Trois raisons concrètes que nous voyons revenir chez nos clients :
- Productivité quotidienne : votre équipe utilise déjà Word, Excel et PowerPoint. Avec un email basique chez OVH, ils paient Office en plus de l'email. Microsoft 365 Standard regroupe tout pour 13,90 €/u/mois (annuel) — souvent moins cher au total.

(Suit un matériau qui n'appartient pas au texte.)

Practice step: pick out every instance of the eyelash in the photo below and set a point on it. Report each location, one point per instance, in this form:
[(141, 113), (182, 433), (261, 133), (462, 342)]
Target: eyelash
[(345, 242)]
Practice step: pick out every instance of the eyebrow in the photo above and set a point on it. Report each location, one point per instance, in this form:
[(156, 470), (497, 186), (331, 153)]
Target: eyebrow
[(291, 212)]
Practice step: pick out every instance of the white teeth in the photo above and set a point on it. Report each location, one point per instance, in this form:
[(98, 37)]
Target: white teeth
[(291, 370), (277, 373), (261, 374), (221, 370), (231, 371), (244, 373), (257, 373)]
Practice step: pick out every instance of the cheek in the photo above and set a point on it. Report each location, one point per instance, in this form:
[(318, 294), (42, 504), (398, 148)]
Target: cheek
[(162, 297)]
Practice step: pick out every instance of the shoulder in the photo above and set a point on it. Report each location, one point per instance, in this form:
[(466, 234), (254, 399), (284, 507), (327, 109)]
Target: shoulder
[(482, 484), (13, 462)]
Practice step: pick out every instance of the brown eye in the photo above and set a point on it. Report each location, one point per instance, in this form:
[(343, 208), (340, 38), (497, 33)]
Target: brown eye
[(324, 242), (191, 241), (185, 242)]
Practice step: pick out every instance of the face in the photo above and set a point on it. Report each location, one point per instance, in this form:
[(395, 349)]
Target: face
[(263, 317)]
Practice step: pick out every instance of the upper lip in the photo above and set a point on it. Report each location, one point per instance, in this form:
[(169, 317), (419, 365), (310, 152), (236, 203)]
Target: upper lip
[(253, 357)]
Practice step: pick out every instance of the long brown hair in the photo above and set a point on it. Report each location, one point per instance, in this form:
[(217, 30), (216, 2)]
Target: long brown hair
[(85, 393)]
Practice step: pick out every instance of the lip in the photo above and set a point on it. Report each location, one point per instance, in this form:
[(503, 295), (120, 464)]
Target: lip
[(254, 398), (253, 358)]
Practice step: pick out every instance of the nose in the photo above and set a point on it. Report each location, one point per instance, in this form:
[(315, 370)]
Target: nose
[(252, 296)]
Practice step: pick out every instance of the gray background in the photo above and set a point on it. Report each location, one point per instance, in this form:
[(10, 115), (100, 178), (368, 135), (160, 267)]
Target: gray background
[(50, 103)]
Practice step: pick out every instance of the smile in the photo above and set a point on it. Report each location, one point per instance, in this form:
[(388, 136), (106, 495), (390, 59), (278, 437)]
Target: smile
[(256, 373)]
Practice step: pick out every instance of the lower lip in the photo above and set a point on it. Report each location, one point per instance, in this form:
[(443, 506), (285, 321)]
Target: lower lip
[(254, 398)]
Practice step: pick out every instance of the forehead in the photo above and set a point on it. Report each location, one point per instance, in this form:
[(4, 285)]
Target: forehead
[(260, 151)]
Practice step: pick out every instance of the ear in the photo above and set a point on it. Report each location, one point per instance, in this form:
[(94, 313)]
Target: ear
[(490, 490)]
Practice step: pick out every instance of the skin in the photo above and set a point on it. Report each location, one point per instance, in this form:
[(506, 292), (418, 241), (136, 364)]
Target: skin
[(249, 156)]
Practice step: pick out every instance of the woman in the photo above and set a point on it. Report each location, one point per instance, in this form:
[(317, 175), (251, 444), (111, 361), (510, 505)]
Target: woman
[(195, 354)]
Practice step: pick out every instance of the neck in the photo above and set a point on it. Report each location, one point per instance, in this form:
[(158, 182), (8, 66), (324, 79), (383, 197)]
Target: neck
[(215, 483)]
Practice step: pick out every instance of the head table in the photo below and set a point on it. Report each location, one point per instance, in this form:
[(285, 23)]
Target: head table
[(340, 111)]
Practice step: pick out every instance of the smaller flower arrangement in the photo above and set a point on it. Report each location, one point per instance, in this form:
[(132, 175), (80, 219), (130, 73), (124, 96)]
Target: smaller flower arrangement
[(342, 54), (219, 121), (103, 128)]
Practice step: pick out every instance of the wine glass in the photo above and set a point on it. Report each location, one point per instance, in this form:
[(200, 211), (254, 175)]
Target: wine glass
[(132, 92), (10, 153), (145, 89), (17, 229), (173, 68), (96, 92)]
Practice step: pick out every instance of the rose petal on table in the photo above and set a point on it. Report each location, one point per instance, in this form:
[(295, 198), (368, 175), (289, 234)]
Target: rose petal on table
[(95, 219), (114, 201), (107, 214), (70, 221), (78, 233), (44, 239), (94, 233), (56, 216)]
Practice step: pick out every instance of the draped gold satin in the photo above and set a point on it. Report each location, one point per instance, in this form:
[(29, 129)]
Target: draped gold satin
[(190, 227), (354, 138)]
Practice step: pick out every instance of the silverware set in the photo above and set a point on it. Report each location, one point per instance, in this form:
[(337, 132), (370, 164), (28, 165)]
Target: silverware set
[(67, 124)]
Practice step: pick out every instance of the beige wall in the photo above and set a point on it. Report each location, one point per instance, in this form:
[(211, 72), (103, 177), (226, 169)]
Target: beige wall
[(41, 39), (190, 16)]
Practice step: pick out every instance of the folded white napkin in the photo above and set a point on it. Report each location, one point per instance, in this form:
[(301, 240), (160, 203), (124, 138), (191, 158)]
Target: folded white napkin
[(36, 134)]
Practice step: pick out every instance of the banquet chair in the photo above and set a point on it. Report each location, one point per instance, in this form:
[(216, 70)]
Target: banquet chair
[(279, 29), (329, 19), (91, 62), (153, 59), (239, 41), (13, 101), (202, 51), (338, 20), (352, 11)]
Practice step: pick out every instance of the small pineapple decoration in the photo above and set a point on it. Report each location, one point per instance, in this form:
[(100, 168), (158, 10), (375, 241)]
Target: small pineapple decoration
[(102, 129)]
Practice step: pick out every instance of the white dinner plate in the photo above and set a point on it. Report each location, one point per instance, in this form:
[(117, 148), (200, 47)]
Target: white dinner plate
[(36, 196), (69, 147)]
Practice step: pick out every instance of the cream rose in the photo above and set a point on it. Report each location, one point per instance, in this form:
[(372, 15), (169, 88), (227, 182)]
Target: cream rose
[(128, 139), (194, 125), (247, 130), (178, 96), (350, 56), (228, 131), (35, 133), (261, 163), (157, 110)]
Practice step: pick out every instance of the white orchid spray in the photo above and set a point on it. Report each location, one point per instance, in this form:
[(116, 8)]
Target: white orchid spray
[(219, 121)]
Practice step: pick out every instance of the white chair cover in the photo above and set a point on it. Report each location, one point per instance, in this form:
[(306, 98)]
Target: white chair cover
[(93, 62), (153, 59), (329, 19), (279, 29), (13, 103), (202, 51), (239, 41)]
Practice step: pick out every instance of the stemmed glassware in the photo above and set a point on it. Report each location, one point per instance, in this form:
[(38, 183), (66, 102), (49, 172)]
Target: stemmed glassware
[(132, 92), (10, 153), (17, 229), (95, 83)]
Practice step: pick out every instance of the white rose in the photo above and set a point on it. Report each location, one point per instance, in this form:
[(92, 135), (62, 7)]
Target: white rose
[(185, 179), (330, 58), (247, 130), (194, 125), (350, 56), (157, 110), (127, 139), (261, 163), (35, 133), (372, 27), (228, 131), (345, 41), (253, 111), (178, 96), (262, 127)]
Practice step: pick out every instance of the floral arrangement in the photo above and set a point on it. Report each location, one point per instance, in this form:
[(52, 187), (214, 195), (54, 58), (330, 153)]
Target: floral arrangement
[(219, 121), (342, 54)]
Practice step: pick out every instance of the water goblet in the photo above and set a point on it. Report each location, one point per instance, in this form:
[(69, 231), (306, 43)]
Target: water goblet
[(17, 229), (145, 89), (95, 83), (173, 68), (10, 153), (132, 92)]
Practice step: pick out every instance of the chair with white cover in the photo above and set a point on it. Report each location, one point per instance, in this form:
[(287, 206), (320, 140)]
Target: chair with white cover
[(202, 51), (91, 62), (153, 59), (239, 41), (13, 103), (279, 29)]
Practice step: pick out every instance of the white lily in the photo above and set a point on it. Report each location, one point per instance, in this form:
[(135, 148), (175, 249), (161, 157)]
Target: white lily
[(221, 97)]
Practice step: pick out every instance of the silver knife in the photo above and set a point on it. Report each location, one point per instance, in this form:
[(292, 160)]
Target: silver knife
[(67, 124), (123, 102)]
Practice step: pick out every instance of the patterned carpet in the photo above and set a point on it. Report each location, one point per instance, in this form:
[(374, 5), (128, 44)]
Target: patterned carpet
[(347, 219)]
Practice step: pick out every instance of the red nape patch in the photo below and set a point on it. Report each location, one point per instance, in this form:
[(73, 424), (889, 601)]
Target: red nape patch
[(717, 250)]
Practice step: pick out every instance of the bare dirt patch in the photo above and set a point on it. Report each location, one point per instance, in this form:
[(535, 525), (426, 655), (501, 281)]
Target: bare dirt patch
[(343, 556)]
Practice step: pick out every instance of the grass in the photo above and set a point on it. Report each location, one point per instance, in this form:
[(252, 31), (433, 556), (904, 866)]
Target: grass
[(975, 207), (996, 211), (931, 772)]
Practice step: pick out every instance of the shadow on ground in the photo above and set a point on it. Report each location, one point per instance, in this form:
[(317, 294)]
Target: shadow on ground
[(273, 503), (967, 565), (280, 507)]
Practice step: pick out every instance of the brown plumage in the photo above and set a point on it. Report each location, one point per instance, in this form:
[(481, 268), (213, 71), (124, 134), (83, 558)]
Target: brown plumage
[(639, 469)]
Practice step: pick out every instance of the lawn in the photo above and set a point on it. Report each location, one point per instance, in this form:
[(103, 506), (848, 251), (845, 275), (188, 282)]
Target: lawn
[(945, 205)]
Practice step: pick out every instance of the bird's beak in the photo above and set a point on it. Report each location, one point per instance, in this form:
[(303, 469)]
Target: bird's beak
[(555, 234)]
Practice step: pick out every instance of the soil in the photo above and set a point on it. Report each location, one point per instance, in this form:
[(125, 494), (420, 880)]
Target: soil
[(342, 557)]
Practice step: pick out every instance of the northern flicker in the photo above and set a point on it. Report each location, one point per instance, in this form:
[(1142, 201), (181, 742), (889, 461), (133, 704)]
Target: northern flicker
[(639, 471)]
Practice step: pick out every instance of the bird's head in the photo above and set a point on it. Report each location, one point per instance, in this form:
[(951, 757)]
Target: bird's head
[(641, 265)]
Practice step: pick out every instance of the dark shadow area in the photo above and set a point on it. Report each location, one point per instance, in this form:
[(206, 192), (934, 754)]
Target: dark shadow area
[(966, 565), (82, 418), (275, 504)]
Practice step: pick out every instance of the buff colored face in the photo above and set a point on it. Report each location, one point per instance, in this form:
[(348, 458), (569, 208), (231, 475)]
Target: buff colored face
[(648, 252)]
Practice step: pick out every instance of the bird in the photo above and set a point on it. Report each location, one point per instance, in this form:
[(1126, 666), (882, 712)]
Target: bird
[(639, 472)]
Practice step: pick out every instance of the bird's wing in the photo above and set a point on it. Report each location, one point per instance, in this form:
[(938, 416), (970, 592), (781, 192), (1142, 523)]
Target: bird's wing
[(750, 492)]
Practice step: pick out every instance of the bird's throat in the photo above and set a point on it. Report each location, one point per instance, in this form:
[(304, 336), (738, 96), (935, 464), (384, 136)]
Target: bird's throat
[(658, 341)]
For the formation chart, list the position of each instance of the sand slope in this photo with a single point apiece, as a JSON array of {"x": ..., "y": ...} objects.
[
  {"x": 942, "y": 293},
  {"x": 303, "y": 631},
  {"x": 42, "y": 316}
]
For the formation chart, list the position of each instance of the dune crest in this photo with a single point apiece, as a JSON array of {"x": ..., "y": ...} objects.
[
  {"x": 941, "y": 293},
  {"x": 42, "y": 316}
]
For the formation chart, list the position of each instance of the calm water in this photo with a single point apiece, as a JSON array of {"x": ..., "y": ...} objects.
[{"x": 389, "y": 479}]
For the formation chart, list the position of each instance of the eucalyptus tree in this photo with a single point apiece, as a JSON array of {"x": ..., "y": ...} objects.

- Mobilité : Outlook mobile, Teams sur smartphone, OneDrive synchronisé avec votre PC. L'email IMAP/POP traditionnel reste fonctionnel mais paraît daté en 2026.
- Sécurité : MFA natif, chiffrement de la boîte, anti-phishing AI, conformité RGPD. Sur IONOS Mail Basic, vous gérez les enregistrements DNS de sécurité (SPF/DKIM/DMARC) à la main, sans alertes proactives.
Si vous avez moins de 5 utilisateurs et n'utilisez l'email que pour quelques messages par semaine, IONOS ou OVH restent un choix raisonnable. Au-delà — surtout si vous facturez vos clients via email, traitez des contrats sensibles, ou collaborez à plusieurs sur des fichiers — la bascule vers Microsoft 365 est rentable.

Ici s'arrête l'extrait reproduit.